Neurology India, Vol. 52, No. 4, October-December, 2004, pp. 470-474

Original Article

Factors influencing the outcome in symptomatic Chiari I malformation

Department of Neurosurgery, Sanjay Gandhi Postgraduate Institute of Medical Sciences, Rae Bareli Road, Lucknow - 226014
Correspondence Address:Department of Neurosurgery, Sanjay Gandhi Postgraduate Institute of Medical Sciences, Rae Bareli Road, Lucknow - 226014, /

Code Number: ni04158


BACKGROUND: To study the clinico-radiological determinants of outcome in patients with Chiari I malformation (CIM).
MATERIALS AND METHODS: The disability assessment of 48 patients with C I M who underwent posterior decompression was done by modified Klekamp and Samii scoring system. The outcome was regarded as good when the patient was ambulant without any aid with an improvement in the disability score; and, poor when (a) there was postoperative deterioration or lack of improvement; (b) the patient was non-ambulant without aid, irrespective of the improvement in the clinical score; or, (c) there was a perioperative mortality. Patients with hydrocephalus; those who underwent syringo-subarachnoid or syringo-peritoneal shunt as the primary procedure; and, patients with atlanto-axial dislocation were excluded from the study.
STATISTICAL METHODS USED: Categorical data were expressed in proportions and analyzed with Chi square test.
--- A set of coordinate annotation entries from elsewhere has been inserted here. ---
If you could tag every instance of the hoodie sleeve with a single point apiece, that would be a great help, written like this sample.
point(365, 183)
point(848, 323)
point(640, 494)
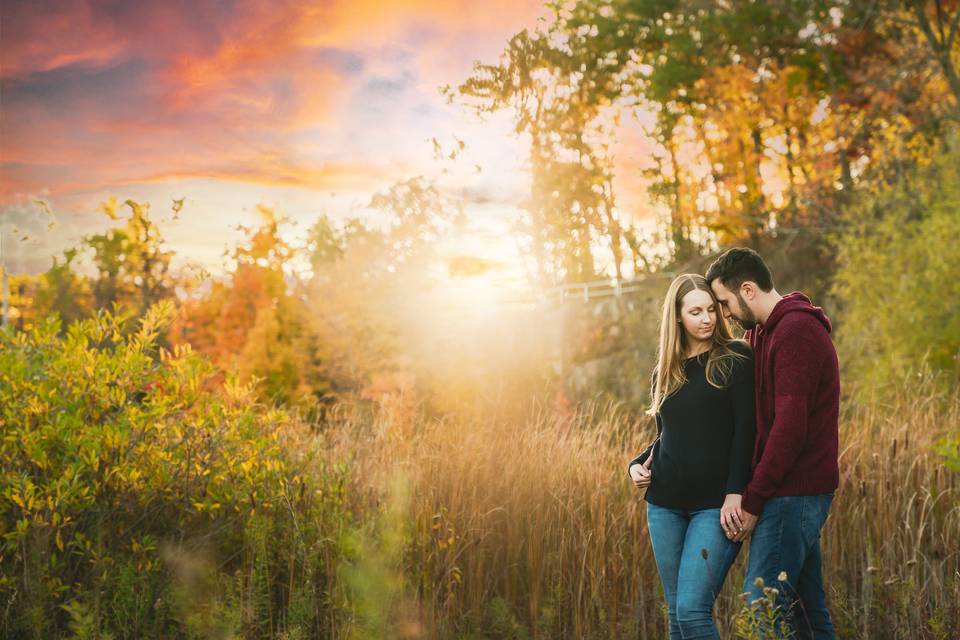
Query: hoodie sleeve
point(796, 362)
Analysis of factors predicting clinical outcome at 6 months was done utilizing logistic regression analysis.
RESULTS: The outcome assessed at six months showed that 30 patients (62.5%) had good outcome while 18 patients (37.5%; including two perioperative mortalities) had a poor outcome.
CONCLUSIONS: Significant predictors of outcome in patients with CIM include the duration of symptoms (P value=0.006), respiratory distress (P value=0.001), and basilar invagination (P value=0.048). The effect of syringomyelia in predicting the clinical outcome could not be determined due to the differences in the number of patients in the groups with or without syringomyelia.

Key Words: Chiari I malformation, craniovertebral junction, posterior decompression.


Chiari I malformation (CIM) refers to the downward herniation of cerebellar tonsils through the foramen magnum (FM).[1],[2],[3] The anomaly is a leading cause of hydrosyringomyelia. Surgery aims at relieving the compression at the cervicomedullary junction, at restoration of the normal cerebrospinal (CSF) flow dynamics across the FM, and in facilitating the resolution of syringomyelia.[2],[3],[4],[5] In this retrospective study, in patients with CIM, with or without syringomyelia, the factors influencing outcome were determined utilizing logistic regression analysis.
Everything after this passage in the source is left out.